I was at the bus stop this afternoon. Right in front of ION, awaiting for service number 65 or 14, to ferry me to the office building. A black Maserati drove past, with a woman at the helm. I chuckled to myself, just trying to figure out how lucky that lady was. Thought to myself at just how much I will probably have to slog just to purchase the rims of the wheels.
Something caught my fickle attention this evening when I saw a book over at Popular bookstore. It was a book that had the word “passion” in the title. It kinda aroused that curious fragments of my consciousness, cause it’s been quite a while since I last got acquainted with the word. And I began questioning my sanity. Cause I’m no longer passionate about the things I should be. Or I think I am not, at least.

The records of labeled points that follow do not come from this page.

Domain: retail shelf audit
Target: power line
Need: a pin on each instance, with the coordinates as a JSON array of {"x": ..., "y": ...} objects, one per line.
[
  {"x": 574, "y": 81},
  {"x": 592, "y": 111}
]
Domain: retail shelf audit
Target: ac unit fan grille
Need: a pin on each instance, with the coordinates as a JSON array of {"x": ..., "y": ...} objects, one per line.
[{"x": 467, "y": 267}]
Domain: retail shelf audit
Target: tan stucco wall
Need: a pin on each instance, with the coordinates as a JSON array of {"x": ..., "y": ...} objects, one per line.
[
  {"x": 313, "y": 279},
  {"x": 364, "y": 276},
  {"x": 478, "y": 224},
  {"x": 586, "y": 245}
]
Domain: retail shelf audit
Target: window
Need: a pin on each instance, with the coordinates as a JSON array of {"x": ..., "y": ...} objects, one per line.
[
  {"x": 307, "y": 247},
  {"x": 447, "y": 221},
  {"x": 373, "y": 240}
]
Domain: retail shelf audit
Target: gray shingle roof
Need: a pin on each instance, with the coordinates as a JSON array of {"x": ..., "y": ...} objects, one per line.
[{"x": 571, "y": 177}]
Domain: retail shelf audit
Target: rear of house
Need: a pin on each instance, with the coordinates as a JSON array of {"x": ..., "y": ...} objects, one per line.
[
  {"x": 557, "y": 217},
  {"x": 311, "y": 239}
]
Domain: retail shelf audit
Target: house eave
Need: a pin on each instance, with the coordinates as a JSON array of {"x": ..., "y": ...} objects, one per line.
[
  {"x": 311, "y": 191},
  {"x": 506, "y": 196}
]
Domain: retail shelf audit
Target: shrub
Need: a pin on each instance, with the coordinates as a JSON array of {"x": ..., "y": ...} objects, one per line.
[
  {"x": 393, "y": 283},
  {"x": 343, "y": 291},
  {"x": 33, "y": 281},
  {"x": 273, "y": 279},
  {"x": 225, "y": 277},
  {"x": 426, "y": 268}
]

Being a Malay financial planner has been a test of my resolve, sanity and just plain patience. Cause on that occasions, when you have totally ridiculous prospects or clients, you just feel that it really ain’t worth the trouble. I mean, there are basically two types of clients/prospects for the Malay market. The affluent ones, who are too few and far. And the other end of the spectrum, whom I will easily term as the “Financially Challenged”. Their impairment can only be saved by the great Graces of God Himself. Examples are aplenty, and I just cannot be bothered to really randomly describe them. But anyone who furnishes his bike, house, car and any other things as priorities over his own health, is an idiot. A big idiot. I am as entitled to this opinion, as they are towards financial planners, being irritatingly persuasive to them. Hah.
However on the other end of the happy note, I’ve been blessed with the opportunity to serve and learn from families and individuals who had gone through that curve of learning their financial quotient, and are at least prudently savvy enough to act out of their own onuses, rather than take that whimsical path of asking parent’s blessings. It’s this few people that makes this career of mine meaningful in its own right.
Back to the issues of passion, I realize just how much this passion thing has been diluted in my career. I now realize with fervent delight that financial planning is in itself a career, that serves to heighten my interests, and not necessarily my passion. My passion is in interactions, but not necessarily through the monetary sales transactions, required of the career. Which is a bit unfortunate in my case, cause I do have to earn my keep. But, seriously, the sales component happens to be the part that dilutes my passion.
Oh well. Such is the system of things. You go against the tide, you drown. You ride with the tide, it’ll bring you to where it wants.
I’m ranting nonsense, but it’s just a bid to get me started on being inspired to blog. Heh.